The Supreme Court decriminalised the 158-year-old colonial law against homosexuality on September 6, 2018. Section 377 was finally read down by the Supreme Court after a long battle. Here is all you need to know about the controversial section, what it meant, when the battle against it started and what the final verdict said.
After a long battle, India finally witnessed a landmark verdict by Supreme Court on Thursday, September 6, 2018. The controversial Section 377 that criminalised consensual gay sex in India was finally read down.
Section 377 of Indian Penal Code, a colonial law against homosexuality, dating back to 1861, said: “Whoever voluntarily has carnal intercourse against the order of nature with any man, woman or animal, shall be punished with 1[imprisonment for life], or with imprisonment of either description for a term which may extend to ten years, and shall also be liable to fine.

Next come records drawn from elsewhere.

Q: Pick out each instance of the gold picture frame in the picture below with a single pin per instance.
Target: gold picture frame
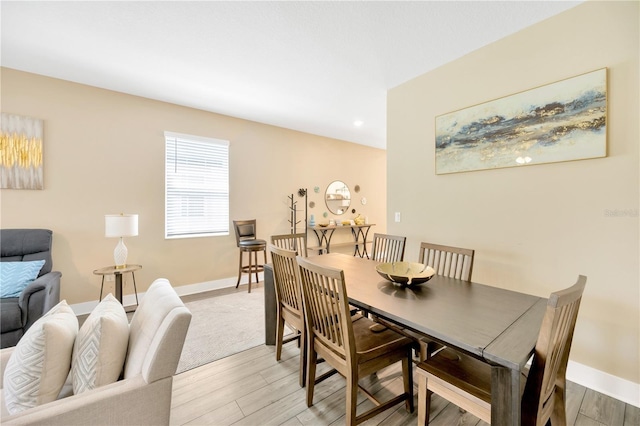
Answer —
(21, 143)
(561, 121)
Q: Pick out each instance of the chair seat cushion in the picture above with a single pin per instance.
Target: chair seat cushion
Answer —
(371, 344)
(11, 314)
(256, 244)
(463, 371)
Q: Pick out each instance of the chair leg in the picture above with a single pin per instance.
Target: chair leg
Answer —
(559, 414)
(352, 398)
(424, 400)
(312, 358)
(279, 336)
(303, 358)
(239, 269)
(255, 254)
(407, 377)
(250, 270)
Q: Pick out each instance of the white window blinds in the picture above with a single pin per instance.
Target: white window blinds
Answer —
(196, 186)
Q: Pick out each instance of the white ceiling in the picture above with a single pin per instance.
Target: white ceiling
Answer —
(309, 66)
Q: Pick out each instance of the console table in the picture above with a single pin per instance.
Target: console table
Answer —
(358, 232)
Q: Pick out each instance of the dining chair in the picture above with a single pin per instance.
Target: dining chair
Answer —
(289, 303)
(466, 381)
(295, 242)
(347, 344)
(388, 248)
(247, 242)
(448, 261)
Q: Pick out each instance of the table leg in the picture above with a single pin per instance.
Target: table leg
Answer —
(119, 287)
(505, 396)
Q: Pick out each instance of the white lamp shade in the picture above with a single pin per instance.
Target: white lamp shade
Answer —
(120, 225)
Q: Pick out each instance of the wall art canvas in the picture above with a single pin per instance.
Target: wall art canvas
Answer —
(21, 152)
(561, 121)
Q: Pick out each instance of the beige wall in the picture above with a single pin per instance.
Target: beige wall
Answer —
(536, 228)
(104, 153)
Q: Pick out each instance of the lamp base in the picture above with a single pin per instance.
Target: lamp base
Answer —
(120, 255)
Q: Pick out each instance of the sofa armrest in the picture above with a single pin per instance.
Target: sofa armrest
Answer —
(5, 354)
(127, 402)
(38, 297)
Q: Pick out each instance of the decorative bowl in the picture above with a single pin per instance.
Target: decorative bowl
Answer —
(406, 273)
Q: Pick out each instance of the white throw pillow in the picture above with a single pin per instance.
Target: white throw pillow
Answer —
(101, 346)
(40, 362)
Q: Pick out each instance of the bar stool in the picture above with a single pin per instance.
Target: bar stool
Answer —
(248, 243)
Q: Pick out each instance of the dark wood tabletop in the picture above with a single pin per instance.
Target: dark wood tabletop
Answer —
(496, 325)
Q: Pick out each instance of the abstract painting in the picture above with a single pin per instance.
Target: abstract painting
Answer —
(21, 152)
(561, 121)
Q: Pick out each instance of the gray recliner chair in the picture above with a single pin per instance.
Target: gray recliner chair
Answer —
(18, 313)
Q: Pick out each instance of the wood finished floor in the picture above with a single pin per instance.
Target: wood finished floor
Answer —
(252, 388)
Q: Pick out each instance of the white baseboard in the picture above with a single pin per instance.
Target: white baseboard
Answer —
(613, 386)
(605, 383)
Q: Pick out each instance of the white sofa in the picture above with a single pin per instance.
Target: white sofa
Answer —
(143, 397)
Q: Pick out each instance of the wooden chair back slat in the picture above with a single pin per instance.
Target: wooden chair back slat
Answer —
(296, 242)
(288, 291)
(448, 261)
(548, 369)
(327, 310)
(388, 248)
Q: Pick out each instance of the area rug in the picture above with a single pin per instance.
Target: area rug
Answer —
(222, 326)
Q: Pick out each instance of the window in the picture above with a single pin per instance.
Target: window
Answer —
(196, 186)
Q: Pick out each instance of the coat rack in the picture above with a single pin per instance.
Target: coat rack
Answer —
(293, 211)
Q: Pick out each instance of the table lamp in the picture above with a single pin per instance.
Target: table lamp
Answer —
(120, 226)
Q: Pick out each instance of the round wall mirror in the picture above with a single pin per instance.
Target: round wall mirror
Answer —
(338, 197)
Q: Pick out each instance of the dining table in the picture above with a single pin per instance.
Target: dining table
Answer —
(495, 325)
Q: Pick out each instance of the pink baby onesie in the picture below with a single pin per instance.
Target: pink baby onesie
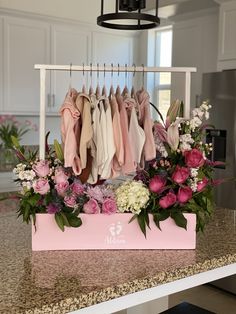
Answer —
(129, 164)
(70, 131)
(146, 122)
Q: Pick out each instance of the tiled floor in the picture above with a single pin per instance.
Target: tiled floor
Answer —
(207, 297)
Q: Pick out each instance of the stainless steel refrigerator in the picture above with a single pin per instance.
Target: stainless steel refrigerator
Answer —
(220, 89)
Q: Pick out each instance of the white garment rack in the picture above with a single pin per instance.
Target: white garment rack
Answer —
(44, 67)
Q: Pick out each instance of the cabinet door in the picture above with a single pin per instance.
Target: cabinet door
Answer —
(1, 64)
(26, 42)
(70, 45)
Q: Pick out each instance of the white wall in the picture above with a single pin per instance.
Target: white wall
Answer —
(80, 10)
(195, 44)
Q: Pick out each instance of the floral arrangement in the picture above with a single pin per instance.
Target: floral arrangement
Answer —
(180, 180)
(9, 127)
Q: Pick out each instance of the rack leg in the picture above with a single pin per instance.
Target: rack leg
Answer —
(42, 113)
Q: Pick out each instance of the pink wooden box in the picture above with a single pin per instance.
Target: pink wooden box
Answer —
(105, 232)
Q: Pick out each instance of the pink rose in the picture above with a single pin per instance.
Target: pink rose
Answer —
(41, 186)
(184, 194)
(202, 184)
(194, 158)
(91, 207)
(70, 201)
(41, 168)
(77, 188)
(62, 187)
(60, 176)
(168, 200)
(180, 174)
(156, 184)
(109, 206)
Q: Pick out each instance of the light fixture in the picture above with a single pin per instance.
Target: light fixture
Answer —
(125, 10)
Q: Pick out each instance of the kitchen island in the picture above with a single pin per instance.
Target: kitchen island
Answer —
(106, 281)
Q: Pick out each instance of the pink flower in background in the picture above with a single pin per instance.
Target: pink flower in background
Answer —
(202, 184)
(180, 174)
(194, 158)
(41, 186)
(109, 206)
(157, 183)
(41, 168)
(91, 207)
(53, 208)
(60, 176)
(62, 187)
(184, 194)
(70, 201)
(95, 193)
(77, 188)
(168, 200)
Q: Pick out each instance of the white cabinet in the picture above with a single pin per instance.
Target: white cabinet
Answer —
(69, 45)
(1, 64)
(227, 42)
(26, 42)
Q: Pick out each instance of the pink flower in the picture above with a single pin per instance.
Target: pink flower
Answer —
(60, 176)
(41, 168)
(202, 184)
(156, 184)
(62, 187)
(180, 174)
(168, 200)
(70, 201)
(91, 207)
(53, 208)
(184, 194)
(41, 186)
(109, 206)
(77, 188)
(96, 193)
(194, 158)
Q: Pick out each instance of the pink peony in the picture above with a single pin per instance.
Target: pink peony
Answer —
(41, 168)
(184, 194)
(77, 188)
(60, 176)
(168, 200)
(180, 174)
(41, 186)
(70, 201)
(53, 208)
(109, 206)
(156, 184)
(91, 207)
(202, 184)
(194, 158)
(62, 187)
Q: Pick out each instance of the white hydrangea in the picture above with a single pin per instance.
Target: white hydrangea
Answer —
(132, 196)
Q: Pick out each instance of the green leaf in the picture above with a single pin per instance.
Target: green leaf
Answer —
(73, 220)
(160, 216)
(142, 223)
(179, 219)
(59, 221)
(133, 218)
(58, 150)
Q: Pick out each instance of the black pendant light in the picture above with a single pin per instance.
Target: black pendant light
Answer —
(125, 10)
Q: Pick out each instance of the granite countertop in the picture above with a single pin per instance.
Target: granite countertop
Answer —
(63, 281)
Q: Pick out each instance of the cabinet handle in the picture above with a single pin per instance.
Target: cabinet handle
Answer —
(53, 100)
(49, 100)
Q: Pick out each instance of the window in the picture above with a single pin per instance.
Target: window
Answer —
(163, 58)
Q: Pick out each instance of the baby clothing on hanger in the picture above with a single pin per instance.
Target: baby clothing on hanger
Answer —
(70, 131)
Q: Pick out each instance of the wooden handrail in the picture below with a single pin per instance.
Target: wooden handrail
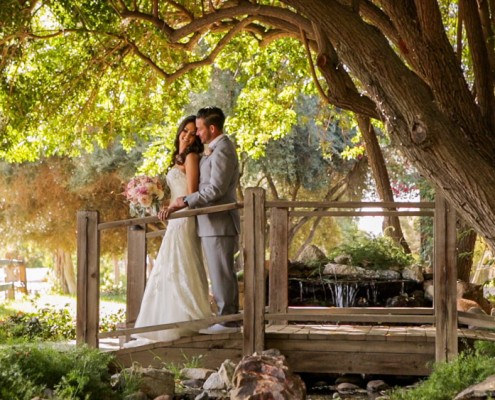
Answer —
(347, 204)
(175, 215)
(186, 324)
(373, 318)
(325, 213)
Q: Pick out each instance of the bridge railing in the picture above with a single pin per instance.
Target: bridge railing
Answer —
(257, 308)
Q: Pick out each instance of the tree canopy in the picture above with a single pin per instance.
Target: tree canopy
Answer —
(76, 73)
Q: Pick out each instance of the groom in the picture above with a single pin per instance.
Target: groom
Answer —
(219, 174)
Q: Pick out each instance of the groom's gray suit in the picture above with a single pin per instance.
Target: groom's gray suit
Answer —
(219, 175)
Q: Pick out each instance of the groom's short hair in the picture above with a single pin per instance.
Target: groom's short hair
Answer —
(212, 116)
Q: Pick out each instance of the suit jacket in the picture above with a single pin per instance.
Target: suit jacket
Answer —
(219, 175)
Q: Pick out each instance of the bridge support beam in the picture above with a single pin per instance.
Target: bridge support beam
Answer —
(445, 282)
(88, 278)
(254, 271)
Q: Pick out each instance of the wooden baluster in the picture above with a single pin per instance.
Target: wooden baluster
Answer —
(254, 279)
(88, 278)
(136, 270)
(279, 256)
(445, 282)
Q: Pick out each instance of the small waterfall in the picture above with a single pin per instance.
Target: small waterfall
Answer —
(372, 293)
(343, 293)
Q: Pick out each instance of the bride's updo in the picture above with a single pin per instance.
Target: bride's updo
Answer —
(196, 147)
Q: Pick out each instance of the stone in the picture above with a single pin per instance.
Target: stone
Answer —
(136, 396)
(266, 377)
(343, 270)
(226, 373)
(343, 259)
(481, 391)
(193, 383)
(214, 382)
(348, 388)
(155, 382)
(311, 253)
(376, 385)
(413, 273)
(196, 373)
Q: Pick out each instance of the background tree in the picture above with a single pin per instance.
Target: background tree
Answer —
(402, 63)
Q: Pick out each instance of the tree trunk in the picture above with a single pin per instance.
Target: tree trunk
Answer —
(382, 180)
(428, 109)
(465, 250)
(64, 271)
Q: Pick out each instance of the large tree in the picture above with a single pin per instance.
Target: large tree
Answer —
(424, 68)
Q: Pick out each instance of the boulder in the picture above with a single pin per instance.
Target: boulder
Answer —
(266, 376)
(311, 253)
(481, 391)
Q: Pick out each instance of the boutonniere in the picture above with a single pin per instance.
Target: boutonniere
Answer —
(208, 152)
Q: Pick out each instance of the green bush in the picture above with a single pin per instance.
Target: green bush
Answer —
(75, 373)
(448, 379)
(372, 252)
(47, 324)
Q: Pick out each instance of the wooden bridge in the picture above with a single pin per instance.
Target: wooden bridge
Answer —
(369, 340)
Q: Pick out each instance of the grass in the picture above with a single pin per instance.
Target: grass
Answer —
(29, 304)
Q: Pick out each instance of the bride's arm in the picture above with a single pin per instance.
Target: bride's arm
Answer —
(192, 172)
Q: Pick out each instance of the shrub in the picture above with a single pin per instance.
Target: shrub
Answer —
(448, 379)
(373, 252)
(74, 373)
(48, 324)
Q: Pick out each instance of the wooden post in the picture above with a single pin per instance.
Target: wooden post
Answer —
(254, 261)
(22, 277)
(10, 277)
(88, 278)
(445, 282)
(136, 270)
(279, 256)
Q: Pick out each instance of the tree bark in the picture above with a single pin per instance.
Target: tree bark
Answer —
(428, 111)
(382, 180)
(465, 251)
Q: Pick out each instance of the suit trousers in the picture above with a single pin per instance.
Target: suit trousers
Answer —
(219, 252)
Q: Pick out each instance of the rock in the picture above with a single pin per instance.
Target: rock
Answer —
(428, 288)
(413, 273)
(348, 388)
(356, 380)
(266, 377)
(343, 259)
(384, 275)
(196, 373)
(226, 373)
(214, 382)
(342, 270)
(136, 396)
(311, 253)
(155, 382)
(480, 391)
(193, 383)
(376, 386)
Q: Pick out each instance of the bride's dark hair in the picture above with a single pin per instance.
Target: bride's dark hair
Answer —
(195, 147)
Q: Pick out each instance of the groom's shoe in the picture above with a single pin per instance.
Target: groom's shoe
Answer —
(218, 328)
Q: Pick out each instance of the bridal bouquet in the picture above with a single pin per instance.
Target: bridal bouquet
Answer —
(144, 195)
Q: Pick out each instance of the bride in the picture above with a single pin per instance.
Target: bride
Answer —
(177, 288)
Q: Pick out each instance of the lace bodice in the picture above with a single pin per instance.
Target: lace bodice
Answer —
(176, 181)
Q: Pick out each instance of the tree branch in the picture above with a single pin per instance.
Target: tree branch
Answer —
(312, 67)
(483, 80)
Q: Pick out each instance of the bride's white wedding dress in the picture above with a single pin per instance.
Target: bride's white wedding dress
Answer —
(177, 288)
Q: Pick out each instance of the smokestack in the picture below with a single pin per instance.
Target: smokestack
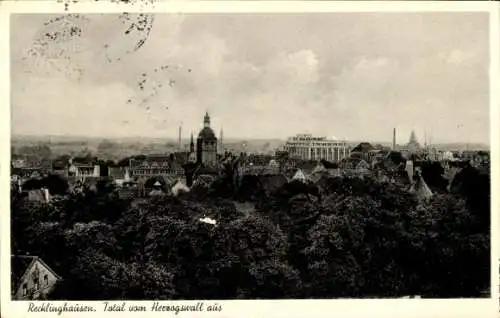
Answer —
(180, 137)
(394, 139)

Explanation.—Penetration is sufficient to constitute the carnal intercourse necessary to the offence described in this section.
As per the National Crime Records Bureau, 1,491 people were arrested under Section 377, including 207 minors and 16 women in 2015.
The early battle
The fight against this section was initiated in 1994 by AIDS Bhedbhav Virodhi Andolan (ABVA). They filed the first petition in the Delhi High Court against Section 377 to challenge prison authorities’ ban on condom distribution. ABVA failed to follow through with its petition and it was eventually dismissed in 2001.
The fight was further taken forward by Naz Foundation, an NGO that works for LGBTQ rights in 2001. They filed a PIL in Delhi High Court and it was the first major case against Section 377. The petition stated that the section violates the fundamental rights of the LGBTQ community.
In 2009, the High Court decriminalised Section 377, ruling that consenting intercourse between two adults was not illegal.
However, the fight was not over yer. In 2013, a two-judge Supreme Court Bench upheld the appeal and recriminalised gay sex.
The final victory
After over two decades of a continuous fight, the LGBTQ community received the much-deserved justice. On September 6, the SC ruled that consensual adult gay sex is not a crime, sexual orientation is natural and people have no control over it.
A five-judge bench led by CJI Dipak Mishra unanimously declared the verdict and made homosexuality legal. Other aspects of Section 377 dealing with unnatural sex with animals and children will remain in force.
What the judges said
- Sexual orientation of an individual is natural and discrimination on the basis of sexual orientation is a violation of Freedom of Expression.LGBT community possesses same human and fundamental rights as other citizens.
- No one can escape from their individualism. Society is now better for individualism. In the present case, our deliberations will be on various spectrums.
- History owes an apology to members of LGBT community and their families for ostracisation and persecution they faced because of society’s ignorance that homosexuality is a natural trait; its penal suppression infringes a host of fundamental rights.
- The state has no business to get into controlling the private lives of LGBT community members or for that matter, any citizen.
- Decriminalising gay sex is only the first step to bury the Colonial Ghost. Time has come to move forward and give the LGBT community the other constitutional rights.
- Homosexuality is not a mental disorder, which has been also recognised by Parliament. Centre must give wide periodic publicity to the SC judgment to eliminate the stigma attached to LGBT community.